Pelos dados oficialmente disponibilizados, o número de processos entrados nos tribunais diminuiu consideravelmente, tendo também diminuído, embora marginalmente, o número de processos pendentes, invertendo as anteriores taxas de substancial crescimento dos dois referidos agregados e revertendo uma tendência que parecia uma verdadeira "lei de bronze". E estes resultados são tanto mais virtuosos quanto é certo que o "plano de descongestionamento" que os permitiu consiste em medidas de efeitos renováveis, como é o caso da descriminalização das contravenções e transgressões, transferidas para a esfera do direito sancionatório administrativo, o aumento do limiar para a criminalização dos cheques sem provisão, a eliminação preventiva de acções de cobranças de prémios de seguros, o maior recurso à "injunção" para cobrança de dívidas, a dispensa de decisão judicial para a certificação de dívidas incobráveis para efeitos fiscais, a desconcentração da competência judicial para tribunais menos congestionados (por exemplo, o tribunal do domicílio do devedor na cobrança de dívidas), etc.
No entanto, sendo decisiva - ao contrário da tentativa de desvalorização por alguns observadores -, a redução do número de processos é somente um factor entre os que são necessários para a imprescindível diminuição da ineficácia e da morosidade do nosso sistema judicial. Por um lado, não é credível pensar num corte continuado das pendências judiciais, dado que os factores de litigância não cessam de crescer (aumento do incumprimento de obrigações pecuniárias nas vendas a crédito, da criminalidade, da consciência dos direitos, do número de advogados, das garantias judiciais, etc.). Por outro lado, existem outros factores "estruturais" que pesam sobre o desempenho da justiça, que têm a ver com a organização judiciária, a complexidade processual e o facilitismo em matéria de recursos, a insuficiência de meios humanos e materiais em algumas áreas, a deficiência do controlo sobre a produtividade dos operadores judiciais. Há um claro défice de eficiência no nosso sistema judicial. Os meios disponíveis - por exemplo, o nosso número de juízes supera a média europeia - deveriam proporcionar melhores resultados, se fossem mais bem aproveitados.
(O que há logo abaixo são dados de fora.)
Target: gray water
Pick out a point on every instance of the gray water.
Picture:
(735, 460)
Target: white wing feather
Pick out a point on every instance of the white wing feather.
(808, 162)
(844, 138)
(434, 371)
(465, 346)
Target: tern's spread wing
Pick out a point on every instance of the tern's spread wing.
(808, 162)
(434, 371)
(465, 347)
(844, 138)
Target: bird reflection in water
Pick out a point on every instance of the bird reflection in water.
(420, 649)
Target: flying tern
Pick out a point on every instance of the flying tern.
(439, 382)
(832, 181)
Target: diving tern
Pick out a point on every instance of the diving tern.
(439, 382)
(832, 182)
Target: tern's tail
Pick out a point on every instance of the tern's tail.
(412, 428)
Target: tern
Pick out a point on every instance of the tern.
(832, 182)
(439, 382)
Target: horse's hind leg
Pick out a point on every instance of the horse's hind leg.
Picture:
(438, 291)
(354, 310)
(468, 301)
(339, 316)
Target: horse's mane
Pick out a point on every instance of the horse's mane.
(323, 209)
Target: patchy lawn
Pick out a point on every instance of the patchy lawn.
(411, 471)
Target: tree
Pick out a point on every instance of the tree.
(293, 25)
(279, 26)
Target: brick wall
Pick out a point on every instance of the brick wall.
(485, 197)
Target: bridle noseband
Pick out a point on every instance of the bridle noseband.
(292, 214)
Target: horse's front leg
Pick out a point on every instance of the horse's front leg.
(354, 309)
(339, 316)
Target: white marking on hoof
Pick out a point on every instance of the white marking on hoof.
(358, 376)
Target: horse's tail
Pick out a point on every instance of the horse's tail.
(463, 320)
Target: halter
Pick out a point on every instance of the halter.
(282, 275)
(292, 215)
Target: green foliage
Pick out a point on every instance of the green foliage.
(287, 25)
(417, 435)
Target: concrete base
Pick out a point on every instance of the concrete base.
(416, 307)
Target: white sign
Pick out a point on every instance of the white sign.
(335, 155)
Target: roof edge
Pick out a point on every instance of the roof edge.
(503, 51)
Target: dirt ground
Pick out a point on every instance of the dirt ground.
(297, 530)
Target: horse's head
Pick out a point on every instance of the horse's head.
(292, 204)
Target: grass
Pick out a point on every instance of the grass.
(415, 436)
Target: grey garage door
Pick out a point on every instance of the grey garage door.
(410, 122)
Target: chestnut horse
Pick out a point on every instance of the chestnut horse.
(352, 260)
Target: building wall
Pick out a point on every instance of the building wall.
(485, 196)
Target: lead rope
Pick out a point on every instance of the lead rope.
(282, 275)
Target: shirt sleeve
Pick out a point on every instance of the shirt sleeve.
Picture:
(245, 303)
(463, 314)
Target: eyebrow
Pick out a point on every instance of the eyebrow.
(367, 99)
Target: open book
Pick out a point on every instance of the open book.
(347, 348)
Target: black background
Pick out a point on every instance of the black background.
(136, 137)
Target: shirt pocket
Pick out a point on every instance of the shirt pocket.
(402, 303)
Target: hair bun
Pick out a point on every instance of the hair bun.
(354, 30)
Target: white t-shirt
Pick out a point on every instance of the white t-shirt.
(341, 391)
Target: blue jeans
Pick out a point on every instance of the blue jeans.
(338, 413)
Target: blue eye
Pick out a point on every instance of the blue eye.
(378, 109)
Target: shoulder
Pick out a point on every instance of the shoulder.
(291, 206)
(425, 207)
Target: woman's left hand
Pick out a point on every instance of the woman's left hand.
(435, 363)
Os diagnósticos estão feitos e as propostas de solução são conhecidas. Há que implementar decididamente as reformas enunciadas (várias delas já iniciadas), designadamente um novo mapa judiciário, a especialização dos tribunais e dos juízes, a racionalização e simplificação dos meios processuais (de que é exemplo o regime experimental em processo civil) e em especial dos recursos judiciais, a desmaterialização de processos e a generalização dos meios electrónicos, uma gestão profissional dos meios logísticos (edifícios, equipamentos, pessoal, aquisições, etc.), a avaliação de desempenho dos tribunais e dos magistrados, etc.
Um sistema judicial que garanta uma boa e pronta justiça não é somente necessário para assegurar o cumprimento dos contratos e das obrigações, obter reparação para os danos sofridos por acção alheia, garantir a legalidade da actividade administrativa, punir os crimes e demais infracções às leis, como é próprio de um Estado de direito. Está em causa também o bom funcionamento da economia, a fluidez dos negócios, a cobrança das dívidas, o bom governo das empresas, a justiça nas relações de trabalho, a luta contra a corrupção, enfim a confiança dos agentes económicos. Não é por acaso que o funcionamento da justiça - não somente quanto à sua independência, qualidade e eficácia, mas também quanto a sua prontidão, custos e eficiência - figura entre os factores mais relevantes em qualquer avaliação de um país quanto à segurança dos investimentos e quanto ao ambiente económico em geral. A ineficiência da justiça não constitui somente uma falha numa das funções vitais de qualquer Estado, mas também um handicap quanto ao desempenho económico e à produtividade geral de um país.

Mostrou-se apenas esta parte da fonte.